Research Version
The Harness Leaves The Chat Box
2026-05-07-commit-harvest-2026-04-23_2026-05-07-frontier-v1
- Status
- published
- Window
- 2026-04-23 to 2026-05-07
- Signals
- 6
Mode: manual_commit_harvest
Source contracts
Accepted signals from this run
- Codex Persistent agent state is becoming a product surface
- Agent Zero The agent interface is becoming a visible computer
- Codex Permissions, secrets, and sandboxes are moving into the foreground
- OpenClaw Accessibility is a frontier capability, not marketing polish
- Paperclip Agent systems are growing control planes
- Pi Coding Agent Integrations are volatile; the operating loop has to be durable
Artifact contents
Every file the loop produced for this run, anchored in the repo.
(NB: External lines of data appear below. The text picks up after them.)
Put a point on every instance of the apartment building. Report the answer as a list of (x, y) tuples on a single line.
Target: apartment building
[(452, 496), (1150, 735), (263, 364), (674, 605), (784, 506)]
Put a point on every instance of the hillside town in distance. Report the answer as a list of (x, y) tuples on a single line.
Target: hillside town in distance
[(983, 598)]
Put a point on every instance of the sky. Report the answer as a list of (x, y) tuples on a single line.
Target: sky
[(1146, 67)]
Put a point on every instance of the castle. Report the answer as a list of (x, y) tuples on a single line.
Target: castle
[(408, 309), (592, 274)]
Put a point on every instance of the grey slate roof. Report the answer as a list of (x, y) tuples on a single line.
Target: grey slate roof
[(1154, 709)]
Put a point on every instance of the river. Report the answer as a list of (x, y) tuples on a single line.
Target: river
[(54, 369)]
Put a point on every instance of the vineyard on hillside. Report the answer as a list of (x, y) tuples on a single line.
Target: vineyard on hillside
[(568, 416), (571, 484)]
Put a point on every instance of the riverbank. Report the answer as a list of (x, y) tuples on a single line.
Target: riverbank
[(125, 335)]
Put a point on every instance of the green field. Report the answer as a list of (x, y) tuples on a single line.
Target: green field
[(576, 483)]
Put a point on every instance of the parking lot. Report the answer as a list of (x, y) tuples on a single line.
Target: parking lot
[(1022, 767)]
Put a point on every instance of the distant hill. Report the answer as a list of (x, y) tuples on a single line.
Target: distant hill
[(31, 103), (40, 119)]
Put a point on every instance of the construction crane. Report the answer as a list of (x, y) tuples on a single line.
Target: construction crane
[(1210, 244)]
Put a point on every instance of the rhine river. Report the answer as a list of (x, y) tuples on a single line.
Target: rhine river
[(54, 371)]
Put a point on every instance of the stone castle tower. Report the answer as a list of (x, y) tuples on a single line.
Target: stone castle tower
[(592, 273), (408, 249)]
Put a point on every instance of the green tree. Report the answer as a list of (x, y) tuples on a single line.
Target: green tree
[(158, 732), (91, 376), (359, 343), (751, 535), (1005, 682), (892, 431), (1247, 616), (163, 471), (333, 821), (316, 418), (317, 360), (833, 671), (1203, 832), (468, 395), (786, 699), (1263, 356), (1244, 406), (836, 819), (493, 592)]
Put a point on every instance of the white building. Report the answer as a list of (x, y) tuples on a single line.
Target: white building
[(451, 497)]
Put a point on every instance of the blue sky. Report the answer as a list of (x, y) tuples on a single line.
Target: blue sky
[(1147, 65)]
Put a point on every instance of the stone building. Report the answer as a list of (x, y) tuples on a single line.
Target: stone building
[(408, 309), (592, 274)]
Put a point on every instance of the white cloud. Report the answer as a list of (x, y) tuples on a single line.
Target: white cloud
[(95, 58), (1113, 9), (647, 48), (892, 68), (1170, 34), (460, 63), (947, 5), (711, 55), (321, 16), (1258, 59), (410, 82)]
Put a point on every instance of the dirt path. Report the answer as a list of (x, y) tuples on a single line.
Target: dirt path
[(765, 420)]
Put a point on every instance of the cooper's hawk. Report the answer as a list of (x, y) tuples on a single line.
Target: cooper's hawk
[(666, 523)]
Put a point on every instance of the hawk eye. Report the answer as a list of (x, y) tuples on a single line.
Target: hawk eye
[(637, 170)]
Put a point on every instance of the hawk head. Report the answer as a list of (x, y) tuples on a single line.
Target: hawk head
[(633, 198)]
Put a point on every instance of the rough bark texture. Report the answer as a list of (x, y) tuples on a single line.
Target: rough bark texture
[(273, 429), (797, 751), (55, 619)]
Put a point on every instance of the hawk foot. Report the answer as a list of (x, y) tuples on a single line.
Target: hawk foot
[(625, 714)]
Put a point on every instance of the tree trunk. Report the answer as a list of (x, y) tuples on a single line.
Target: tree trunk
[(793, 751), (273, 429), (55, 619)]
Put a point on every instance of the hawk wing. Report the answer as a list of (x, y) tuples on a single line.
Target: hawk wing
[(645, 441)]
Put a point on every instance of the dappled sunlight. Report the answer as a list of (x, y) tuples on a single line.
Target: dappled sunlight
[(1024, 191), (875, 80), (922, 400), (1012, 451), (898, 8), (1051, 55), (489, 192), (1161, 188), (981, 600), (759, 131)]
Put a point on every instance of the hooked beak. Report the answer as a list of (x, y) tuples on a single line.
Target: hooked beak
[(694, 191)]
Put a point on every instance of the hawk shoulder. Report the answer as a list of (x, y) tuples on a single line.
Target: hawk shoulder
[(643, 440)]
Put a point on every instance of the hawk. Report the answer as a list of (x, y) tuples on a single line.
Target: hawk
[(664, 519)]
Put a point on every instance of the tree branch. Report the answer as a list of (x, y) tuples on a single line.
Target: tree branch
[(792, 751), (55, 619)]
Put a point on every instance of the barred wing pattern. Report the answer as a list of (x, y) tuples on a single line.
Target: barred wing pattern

Internal links go to the rendered page; the repo path opens the raw artifact on GitHub.
- manifest
- finding
- finding
- finding
- finding
- finding
- finding
- finding
- finding
- signalsAccepted signals (YAML) runs/2026-05-07-commit-harvest-2026-04-23_2026-05-07-frontier-v1/signals/frontier-signals.yml
- weeklyWeekly digest — 2026-04-23_2026-05-07 runs/2026-05-07-commit-harvest-2026-04-23_2026-05-07-frontier-v1/weekly/2026-04-23_2026-05-07.md
- qa
- audit
Run digest
The last two weeks of commits make one thing clear: the interesting action in coding agents is no longer confined to the model or the chat transcript.
Agent harnesses are becoming operating surfaces.
Codex is adding persistent goals, session metadata, memory plumbing, plugin controls, sandbox work, and cloud executor paths. Gemini CLI is treating memory as a reviewable patch, with workspace trust, approval modes, shell safety, and structured non-interactive output close behind. Hermes is sanding down the rough edges of persistent personal agents: gateways, systemd, voice, themes, model providers, skills, search, kanban, and memory scoping. Pi keeps proving the opposite design lesson: a thin harness can move quickly because integrations can be added, removed, or rewritten without becoming the whole product.
The expanded watchlist changes the story. OpenClaw shows that accessibility is not a side quest; ordinary surfaces like Discord, Telegram, WhatsApp, OAuth, voice, onboarding, and visible progress are where agents become usable. Agent Zero shows the workcell becoming literal: browser, desktop, documents, file browser, screenshots, OAuth, and time-travel state. Paperclip shows the company/control-plane version of the problem: remote provisioning, sandbox providers, cost summaries, roles, liveness, pause/resume, and stale session recovery. OpenHands shows what happens when a harness becomes a platform: app server, model profiles, MCP proxying, secrets, security redaction, self-hosted integrations, sandbox grouping, and old runtime cleanup.
The frontier is not one winning agent. The frontier is the environment around agents getting thicker.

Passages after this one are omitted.